Prevent Damage To Your Pool During a Deep Freeze

All pool pumps must operate even when temperatures are below freezing during a deep freeze. When you switch between pool and spa mode, your controller, if you have one, should turn on the pump(s). Without a controller, you'll be on your own to oversee this procedure.

If you do have power, keep your pool equipment running nonstop (24/7) until the temperature rises above freezing if you have power to your home and are not experiencing power outages.

Keep reading if you don't have power or if power outages are affecting your home, or get in touch with a local pool professional for help. If you lose electricity and it's below freezing outside:

  1. Power down the pool and all of its equipment. Turning off all circuit breakers that feed power to the pool's machinery is necessary even if the electricity has been cut.
  2. Remove the drain plug from the bottom of the filter and open the air relief to let excess water out.
  3. You can drain the in-line chlorinator by opening the valve.
  4. Make sure the feed line is wrapped and that auto-fill is turned off.
  5. If there is water in the pipe, open the salt cell and drain it.
  6. To prevent check valves from breaking, their covers must be removed.
  7. If you can, disconnect the salt chlorine generator cells from the system and remove them entirely. If this is not possible, open the salt cell and drain any water that may have collected inside the pipe.

A Word of Caution

Avoid turning on any electrical devices that may have formed ice on them. In the event that ice has formed, it must be allowed to melt naturally. Once power is restored, this will help protect the equipment from being damaged.
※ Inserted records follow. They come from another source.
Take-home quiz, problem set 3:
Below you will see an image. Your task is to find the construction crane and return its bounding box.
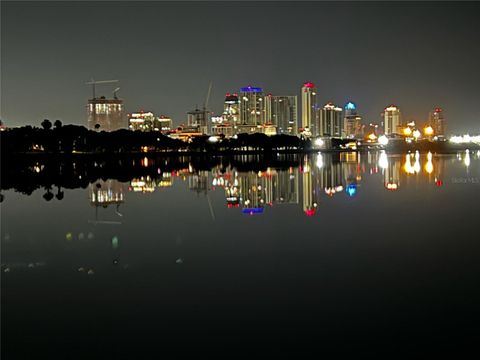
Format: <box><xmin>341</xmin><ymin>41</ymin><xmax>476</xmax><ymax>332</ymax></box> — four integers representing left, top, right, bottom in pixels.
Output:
<box><xmin>203</xmin><ymin>81</ymin><xmax>212</xmax><ymax>111</ymax></box>
<box><xmin>85</xmin><ymin>78</ymin><xmax>118</xmax><ymax>99</ymax></box>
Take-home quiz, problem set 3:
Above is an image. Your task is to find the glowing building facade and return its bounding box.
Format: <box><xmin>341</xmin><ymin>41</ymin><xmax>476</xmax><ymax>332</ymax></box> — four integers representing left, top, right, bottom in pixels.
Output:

When the ice melts, you can put back the drains and the cells in the salt chlorine generator. Start up the swimming pool machinery.

Do not forget to seek the assistance of a local pool professional whenever necessary. Get in touch with a licensed pool contractor for advice.

Pool owners could be in for millions of dollars in damage during a hard freeze.Photo byPool Magazine

Pool Industry Preparing For The Worst

Experts in the swimming pool industry have begun winterizing pools and wrapping pipes and equipment to prevent damage from subfreezing temperatures.

Once again, all eyes are on Texas, which frequently experiences sudden cold snaps but does not customarily winterize its inground pools. Much of the damage that occurred in 2021 can be attributed to Uri, which brought about a prolonged freeze and widespread power outages. The swimming pool industry is working hard to prevent a repeat of what happened in the past.

A Few Important Take Aways

It is crucial to take precautions in the event of a frozen pool to prevent any damage to the pool's structure or equipment. If the pool water freezes, it's usually best to let it thaw on its own rather than trying to speed up the process. The best course of action is to get in touch with a pool contractor as soon as possible if you discover any structural damage to the pool, such as broken pipes or cracked pool equipment.

When a severe cold snap hits, it's not uncommon for pool equipment and pipes to suffer damage. As a result, many people have started sharing photos of damaged pools and equipment on social media to raise awareness about the need to winterize their pools. If you own a pool, you should take precautions to keep it undamaged during the winter so that it can be used as soon as the weather warms up.